CIDRAP on another case in Egypt.

Bird flu back in West Bengal---must be smuggling.

Culling commences in West Bengal.

CIDRAP best practices---Kansas has tool to assess at-risk populations.

Japan eyes a mutation-proof flu vaccine.

Op-ED piece asks if Colorado is ready for a pandemic.

A wrong guess on the seasonal flu vaccine?


At 6:40 PM, Blogger Wulfgang said...


Interesting… China is suddenly reporting “12 bird flu cases” so far in 2008, but can only reconcile three documented instances. I guess one has the question the obvious: do they mean outbreaks in poultry cases, or human cases ? And of course, the warning words “more complicated epidemic control situation”, ah, what does that mean ? And, the whopping 5 billion milliliters of vaccine for immunization efforts: for poultry or humans ? (Note to self: if the vaccine is preparation for humans, they know something the rest of us don’t, but that wouldn’t be surprising).

Regarding the CIDRAP article about overcrowded emergency rooms and the ineffectiveness of the current seasonal flu vaccine, I really didn’t see any surprises or show stoppers in the article. Those of us in the really big cities have been watching the mini-crisis unfold for many weeks: emergency rooms over flowing with endless lines of sick people; some hospitals even refusing to admit or see patients and referring them to alternate sources; many people absent from work due to very severe upper respiratory infections; classrooms with as high as 50% absenteeism; and very sick relatives whose entire families have fallen ill with influenza.

In actuality, the influenza epidemic we are experiencing would just be the tip of the iceberg, compared to a full-fledged deadly pandemic. In my mind, the hospital administrators better multiply what they are seeing and experiencing by about a factor of 100-1,000 times, and stop focusing on cost-cutting measures and just-in-time-deliveries, if they want to fathom what a true pandemic would be like. Right now they all have about a few days "tipping point" before supplies run out. Sprinkle in a little thug violence and inner city panic in a few places, and you get the perfect recipe for a potential disaster in every large city in the nation with a population over 100,000.

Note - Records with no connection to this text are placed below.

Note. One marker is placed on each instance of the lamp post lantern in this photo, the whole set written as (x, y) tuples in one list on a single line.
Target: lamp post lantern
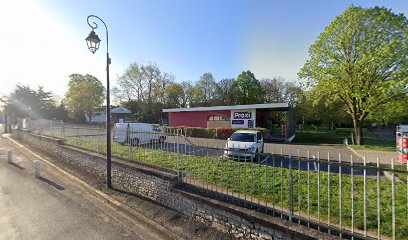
[(93, 44)]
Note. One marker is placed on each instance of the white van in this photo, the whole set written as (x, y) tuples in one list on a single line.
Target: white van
[(244, 144), (135, 133)]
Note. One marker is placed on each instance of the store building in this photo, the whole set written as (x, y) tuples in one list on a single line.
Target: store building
[(277, 118)]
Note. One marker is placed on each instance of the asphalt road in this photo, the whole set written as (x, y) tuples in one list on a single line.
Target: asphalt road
[(53, 207)]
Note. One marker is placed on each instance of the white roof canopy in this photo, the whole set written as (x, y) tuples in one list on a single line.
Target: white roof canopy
[(281, 106)]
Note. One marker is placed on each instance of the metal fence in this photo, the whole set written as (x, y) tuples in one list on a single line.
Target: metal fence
[(340, 195)]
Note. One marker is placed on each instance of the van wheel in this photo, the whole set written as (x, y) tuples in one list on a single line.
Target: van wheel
[(161, 139), (134, 142)]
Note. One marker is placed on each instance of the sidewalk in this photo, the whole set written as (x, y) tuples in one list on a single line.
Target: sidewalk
[(372, 155)]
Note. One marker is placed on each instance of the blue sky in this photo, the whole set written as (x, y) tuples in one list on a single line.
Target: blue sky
[(44, 40)]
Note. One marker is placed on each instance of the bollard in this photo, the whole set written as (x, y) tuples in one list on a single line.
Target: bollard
[(37, 168), (9, 156)]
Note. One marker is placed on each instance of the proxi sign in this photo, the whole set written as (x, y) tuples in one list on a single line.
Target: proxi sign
[(242, 115), (243, 118)]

And the HHS, CDC and FEMA think they are going to head off or curtail an influenza pandemic with a Tamiflu blanket in 48 hours and buy enough time, in order to develop a suitable vaccine in 6-9 months time, and roll it out to the public – dream on – we were no better prepared for 9/11 or Katrina or the Oklahoma City bombing. I hate to be the perpetual pessimist wet-blanket type, but anybody depending on the federal authorities to pass out Tamiflu and supply vaccines in time to make a difference, is going to be very sadly disappointed. The very best preparation any sane person can plan for, is reasonable “self isolation and/or quarantine", for a few weeks or a month or two, minimum (i.e. you limit your exposure to the pathogen).

There is a big lesson learned as result of the current seasonal flu epidemic that everyone should heed: it’s simple, avoid the public, wash and sanitize your hands, and avoid sick people. Those of us that practiced this simple approach didn’t get sick. For those sick and idiotic people who infected others by showing up for work ill, there is no excuse, it’s just plain ignorant and inconsiderate. (I had to send a few of those types home to avoid losing my entire workforce to illness).

The last comment I would like to make is regarding your CIDRAP article about Kansas launching their “online toolkit”, which theoretically identifies “at risk” or “vulnerable” or “special needs” members/segments of a communities, using the latest GIS technology. One thing I noticed: no mention of the most vulnerable group of all, the young people. The online toolkit approach sounds like a great idea on the surface, but without integration of school district and college closures (youngsters and teenagers are the absolute breeding grounds and rocket ship for transmissible diseases), they are going to miss the most vulnerable demographic of all. The H5N1 virus, just like the Great Pandemic of 1918, prefers young people. We will have to shut down our schools as soon as possible to slow the pandemic surge.

In my view, when it comes to either protecting nursing homes, prisons, homeless people, or our youth…the youth will always get my vote. Protect them first, please. They are our future.